Tucker Carlson, the former Fox News presenter, sent a video message yesterday to CPAC Hungary, a two-day gathering of right-wing politicians and ideologues from across Europe and the United States.
"I wish I was there in Budapest," Mr Carlson said. "If I ever get fired and have some time and can leave, I will be there with you. But in the meantime, God speed".
It was unclear whether the message had been recorded before or after Fox News and Mr Carlson agreed to part ways last week.
CPAC Hungary is in its second year – a spin-off of the Conservative Political Action Conference (CPAC) in the United States, an annual flagpole event for American right-wing politicians since 1974.
The words 'No Woke Zone' featured at the entrance to the conference in Budapest and one panel discussion was entitled 'No Country for Woke Men'.

Speaking at the event, Hungary's Prime Minister Viktor Orbán compared liberalism to a "virus" and said that "migration, gender propaganda, woke are all just variants of the same virus".
"Hungary is the place where we didn't just talk about defeating the progressives and liberals and causing a conservative Christian political turn, but we actually did it," said Mr Orbán.
It was familiar territory for Hungary's prime minister.
Last August, Mr Orbán spoke at CPAC in Dallas and called for American and Hungarian conservatives to join forces for elections in 2024, referring to next year's US presidential and European parliamentary campaigns.
Mr Orbán endorsed Donald Trump's candidacy for both the 2016 and 2020 US presidential elections.
Hungary's ruling right-wing Fidesz party, which has governed Hungary since 2010, takes a hardline stance on immigration from outside of the EU, opposes transgender rights and has enacted legislation to limit adoption for gay couples.
In recent years, Fidesz has cultivated close links with the Republican party in the US.
"Fidesz realised, in the same way that Republicans in America realised, I think, that they benefit a lot more from heavy polarisation," Gabor Gyori, a Hungarian political analyst, told RTÉ News.
Mr Gyori said that Fidesz had been a centrist-liberal party in the 1990s but gradually shifted towards the right with "a more intense focus on nationalism".
A number of right-wing American politicians spoke at the Budapest event, both on stage and via video link.
Paul Gosar, a Republican Congressman from Arizona, said that "wokeism denigrates conservative values" and that "Satanic individuals have tried to destroy Hungary".
Other guests included Andrej Babis, a former Czech prime minister, Eduardo Bolsonaro, a right-wing Brazilian politician and son of former Brazilian President Jair Bolsonaro, Fox News contributor Sara Carter and a smattering of right-wing MEPs.
Many speakers at the event criticised liberalism and what they termed "gender ideology".
Guglielmo Picchi, a former Italian deputy minister for foreign affairs, said "we have to organise our troops, our cultural troops to defend our children".
This would have been well received by Mr Orbán’s government which introduced a law in 2021 prohibiting the promotion of homosexuality and gender change to under-18s.
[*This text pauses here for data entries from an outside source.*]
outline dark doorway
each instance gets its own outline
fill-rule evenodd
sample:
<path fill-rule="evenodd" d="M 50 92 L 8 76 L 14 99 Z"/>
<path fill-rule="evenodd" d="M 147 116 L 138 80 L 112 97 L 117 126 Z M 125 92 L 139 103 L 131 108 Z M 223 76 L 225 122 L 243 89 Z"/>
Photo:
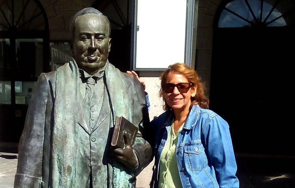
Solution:
<path fill-rule="evenodd" d="M 236 152 L 295 154 L 294 33 L 290 26 L 214 30 L 210 108 L 229 123 Z"/>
Hungary currently faces a European Commission legal case over the legislation.

Fidesz displayed its anti-immigrant and nationalist stance at the event too.
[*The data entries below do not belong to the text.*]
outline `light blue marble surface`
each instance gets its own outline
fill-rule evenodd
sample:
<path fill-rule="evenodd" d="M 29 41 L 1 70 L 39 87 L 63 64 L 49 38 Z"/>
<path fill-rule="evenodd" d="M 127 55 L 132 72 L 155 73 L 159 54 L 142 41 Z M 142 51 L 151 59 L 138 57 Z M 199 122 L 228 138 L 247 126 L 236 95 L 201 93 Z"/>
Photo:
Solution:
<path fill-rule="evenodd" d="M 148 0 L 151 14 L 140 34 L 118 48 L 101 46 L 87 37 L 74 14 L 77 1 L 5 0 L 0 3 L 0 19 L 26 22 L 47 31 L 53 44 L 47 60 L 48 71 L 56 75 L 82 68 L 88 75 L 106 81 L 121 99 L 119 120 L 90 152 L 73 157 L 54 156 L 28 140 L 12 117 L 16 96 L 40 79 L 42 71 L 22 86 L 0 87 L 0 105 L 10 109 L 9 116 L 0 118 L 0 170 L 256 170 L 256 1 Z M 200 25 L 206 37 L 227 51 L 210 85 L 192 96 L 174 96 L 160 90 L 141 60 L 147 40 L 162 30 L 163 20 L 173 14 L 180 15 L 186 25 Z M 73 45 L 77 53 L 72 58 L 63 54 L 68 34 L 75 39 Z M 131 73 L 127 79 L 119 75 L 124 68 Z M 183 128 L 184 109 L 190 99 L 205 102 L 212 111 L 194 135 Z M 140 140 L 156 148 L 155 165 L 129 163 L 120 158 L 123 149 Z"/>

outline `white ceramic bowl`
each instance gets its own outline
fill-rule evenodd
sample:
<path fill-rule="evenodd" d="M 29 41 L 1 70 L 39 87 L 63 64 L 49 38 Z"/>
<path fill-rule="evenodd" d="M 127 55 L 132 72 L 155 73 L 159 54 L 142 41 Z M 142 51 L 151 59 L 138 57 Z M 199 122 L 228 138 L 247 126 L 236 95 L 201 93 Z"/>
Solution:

A video screened for guests during one of the intervals showed archive footage of refugees arriving at an unidentified European border crossing during the continent's refugee crisis of 2015.
"They flood our borders and make our cities unliveable," said the film’s narrator over images of refugees.
"They want us not to feel secure. They want to erase our Jewish-Christian values".
Fidesz adopted a hardline stance towards refugees since Europe’s refugee crisis of 2015. But it has found a new rallying cry of late: opposing transgender rights.
"Fidesz has needed new issues to energise the base. This war against woke ideology and transgender rights is probably the new major issue because it appeals to the sense of foreigners coming in and trying to change Hungary," said Mr Gyori, a senior analyst at Policy Solutions, a political research institute in Budapest.
Professor Andrea Peto, a Hungarian expert on gender issues told RTÉ News, that Fidesz was using gender as "symbolic glue".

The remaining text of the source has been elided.